Apart from not being the right indicator from the point of view of science, Victor and Kennel say, setting a target in terms of limit to temperature rise is also not specific in terms of actions that world governments need to urgently take. Not setting down goals in terms of specific action, which can be planned and monitored, has been the problem with dealing with global warming since the beginning, the authors say. Even in 1992, the UN Framework Convention on Climate Change (UNFCC) expressed the objective as preventing “dangerous anthropogenic interference in the climate system.” Setting down an objective as broad as this leads to no coordinated, concerted and effective action by all or any of the signatories – as even science cannot specify what interference is dangerous, many answers being possible, according to what part of the climate system is being looked at and again, from what perspective. This is unlike other areas of international cooperation, where “goals have had a big effect when they have been translated into concrete, achievable actions,” the authors say.
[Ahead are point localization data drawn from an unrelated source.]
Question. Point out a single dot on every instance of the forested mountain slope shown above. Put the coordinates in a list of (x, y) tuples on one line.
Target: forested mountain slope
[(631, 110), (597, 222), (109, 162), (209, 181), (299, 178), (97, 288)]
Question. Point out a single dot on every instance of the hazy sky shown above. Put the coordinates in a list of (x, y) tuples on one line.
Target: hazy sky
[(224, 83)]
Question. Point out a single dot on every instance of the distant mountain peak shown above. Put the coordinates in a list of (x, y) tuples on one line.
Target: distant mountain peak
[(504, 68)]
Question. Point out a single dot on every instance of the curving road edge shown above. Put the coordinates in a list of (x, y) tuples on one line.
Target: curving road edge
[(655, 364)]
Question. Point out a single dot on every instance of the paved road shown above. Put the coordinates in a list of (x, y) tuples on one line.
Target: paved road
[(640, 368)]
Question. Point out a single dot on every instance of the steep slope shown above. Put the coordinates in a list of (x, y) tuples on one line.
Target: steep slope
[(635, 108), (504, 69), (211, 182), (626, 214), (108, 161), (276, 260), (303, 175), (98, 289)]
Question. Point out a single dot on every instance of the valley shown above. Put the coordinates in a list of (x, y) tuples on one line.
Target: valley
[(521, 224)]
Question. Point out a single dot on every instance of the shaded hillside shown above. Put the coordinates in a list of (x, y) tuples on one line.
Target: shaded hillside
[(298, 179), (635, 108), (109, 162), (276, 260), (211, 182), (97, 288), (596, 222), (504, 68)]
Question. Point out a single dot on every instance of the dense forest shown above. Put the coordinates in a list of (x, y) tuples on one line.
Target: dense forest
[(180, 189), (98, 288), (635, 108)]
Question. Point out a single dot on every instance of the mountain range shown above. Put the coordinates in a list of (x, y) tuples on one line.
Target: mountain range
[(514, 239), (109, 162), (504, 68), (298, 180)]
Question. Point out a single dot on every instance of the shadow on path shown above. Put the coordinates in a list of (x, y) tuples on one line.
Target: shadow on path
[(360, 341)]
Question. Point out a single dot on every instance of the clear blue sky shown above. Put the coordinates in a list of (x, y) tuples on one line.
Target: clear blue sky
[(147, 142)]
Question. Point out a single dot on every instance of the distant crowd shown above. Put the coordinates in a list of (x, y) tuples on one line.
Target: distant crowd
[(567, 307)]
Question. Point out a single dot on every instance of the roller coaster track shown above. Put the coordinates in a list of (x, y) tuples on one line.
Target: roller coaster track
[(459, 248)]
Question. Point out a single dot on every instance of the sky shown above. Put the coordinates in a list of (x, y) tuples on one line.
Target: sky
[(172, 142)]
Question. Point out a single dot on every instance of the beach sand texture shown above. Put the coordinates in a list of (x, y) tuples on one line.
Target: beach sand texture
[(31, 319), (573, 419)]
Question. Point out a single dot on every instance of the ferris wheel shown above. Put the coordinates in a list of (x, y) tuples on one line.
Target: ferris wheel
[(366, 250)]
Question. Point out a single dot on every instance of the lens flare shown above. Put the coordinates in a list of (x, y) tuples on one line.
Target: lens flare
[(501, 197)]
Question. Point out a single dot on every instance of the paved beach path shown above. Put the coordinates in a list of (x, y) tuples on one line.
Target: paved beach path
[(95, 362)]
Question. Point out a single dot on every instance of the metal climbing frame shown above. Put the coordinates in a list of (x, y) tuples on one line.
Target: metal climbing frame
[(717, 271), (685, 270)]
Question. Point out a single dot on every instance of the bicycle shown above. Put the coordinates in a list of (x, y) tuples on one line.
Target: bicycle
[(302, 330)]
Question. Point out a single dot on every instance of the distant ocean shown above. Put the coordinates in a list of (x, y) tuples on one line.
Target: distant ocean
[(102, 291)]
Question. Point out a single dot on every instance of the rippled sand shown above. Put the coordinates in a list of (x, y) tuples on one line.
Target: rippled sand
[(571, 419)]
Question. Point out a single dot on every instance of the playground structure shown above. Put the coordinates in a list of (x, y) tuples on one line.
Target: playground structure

Global action, if any has been taken, has thus been without direction, and the persistence of the target of ‘within 2°C’ has taken the spotlight away from more meaningful goals, like capping CO2 emissions, which have been articulated in later international conventions. “Because it sounds firm and concerns future warming, the 2°C target has allowed politicians to pretend that they are organiz¬ing for action when, in fact, most have done little”, the authors say. The 2°C target, despite theoretical models, is unattainable in practice and with growing emissions the world over, is sure to be passed before long, they say. But the comfort of the target is drawing attention away from urgent action that nations need to take to cope with the inevitable, they add.
Right now is the time and an opportunity, the paper says, as Governments prepare for refining the content of the new global agreement to be entered into at the UNFCCC meet in late 2015.” Getting serious about climate change requires wrangling about the cost of emis¬sions goals, sharing the burdens and drawing up international funding mechanisms. But diplomats must move beyond the 2 °C goal. Scientists must help them to understand why, and what should replace it,” the paper says.
The exercise to redefine the objectives of world action has commenced. An conference of the International Alliance of Research Universities, with delegates from Europe, USA, China, Australia,and other countries is taking place at the University of Copenhagen during 22-24 Oct 2014 to discuss the role of academia and research in guiding policy. The Climate Commissioner of the European Union is taking part and the outcome would be presented to Governments to take into account while finalizing their stand in the world conference on Global Warming, in late 2015.